Wall Street prices out war damage amid stock records
Source: bloomberg.com
TL;DR
- Wall Street traders price out limited damage from the ongoing US-Iran war as major indexes hit fresh records.
- S&P 500 closes at 7,022.95, up 0.8% and above its prior January peak after erasing nearly 10% war-related drop.
- Markets bet on quick resolution and oil flow resumption despite strategists' warnings of lasting economic scars.
The story at a glance
Wall Street rushes to adjust prices lower for war damage from the US-Iran conflict, pushing the S&P 500 and Nasdaq to record highs amid ceasefire hopes. Traders, retail investors, and strategists at firms like Morgan Stanley cite resilient earnings and expected de-escalation. This comes now as the war enters its seventh week, with recent truce signals and Strait of Hormuz talks easing oil fears. The S&P 500 had corrected nearly 10% in late March before rebounding over 10%.
Key points
- S&P 500 rises 0.8% to 7,022.95, first close above 7,000 and eclipsing January record; Nasdaq up 1.6% to 24,016.
- Indexes recover all losses since late February war start, up more than 10% from March low in two weeks on peace bets.[[1]](https://www.bloomberg.com/news/articles/2026-04-16/retail-traders-look-past-war-angst-and-race-back-into-stocks)[[2]](https://www.bnnbloomberg.ca/markets/dow-jones/2026/04/15/wall-street-flirts-with-a-record-after-adding-to-its-weekslong-rally)
- Oil spikes earlier to record highs but steadies near $85-$95 as Iran signals Hormuz reopening for commercial traffic.
- Retail traders drive rally, ignoring war angst; trading intensity hit records earlier from uncertainty.[[3]](https://www.bloomberg.com/news/articles/2026-04-07/-freak-out-indicator-soars-to-record-as-war-spurs-trader-angst)
- Strategists warn war scars inflation, energy, and Fed policy; no quick fix even with truce, but earnings shield big caps.
- Tech leads gains—Microsoft up 4%, Tesla 7%—on AI strength; energy sector lags as oil falls.
Details and context
The US-Iran war began late February 2026 with strikes, causing initial 10% S&P drop, oil over $100, and global asset swings. A fragile ceasefire and talks lifted sentiment, with Trump signaling end is "very close." Markets now price minimal long-term hit, focusing on corporate resilience.
War disrupted Persian Gulf oil, but Hormuz moves and tanker reversals hint at normalization.
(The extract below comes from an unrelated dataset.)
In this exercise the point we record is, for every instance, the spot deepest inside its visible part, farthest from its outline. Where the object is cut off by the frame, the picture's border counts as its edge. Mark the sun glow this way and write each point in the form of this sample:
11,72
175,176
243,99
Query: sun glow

IMF cuts growth forecasts on inflation risks; ECB, Fed face pressure but markets price fewer hikes.
Past Middle East conflicts rarely dented US stocks long-term—average 4% dip, quick rebound—bolstering current optimism.
Key quotes
"Iran's declaration that commercial ships can pass through the Hormuz strait strengthens the positive momentum in equities." — Victoria Fernandez, Crossmark Global chief market strategist.[[4]](https://www.swissinfo.ch/eng/wall-street-extends-april-surge-on-peace-prospects:-markets-wrap/91270768)
Why it matters
War risks linger in energy shocks and inflation, potentially slowing global growth even post-truce. Investors see contained fallout for 401(k)s and portfolios, with tech earnings offsetting damage; businesses face higher costs but stocks reward optimism. Watch US-Iran talks and Hormuz flows—breakdown could reverse rally, though history suggests resilience.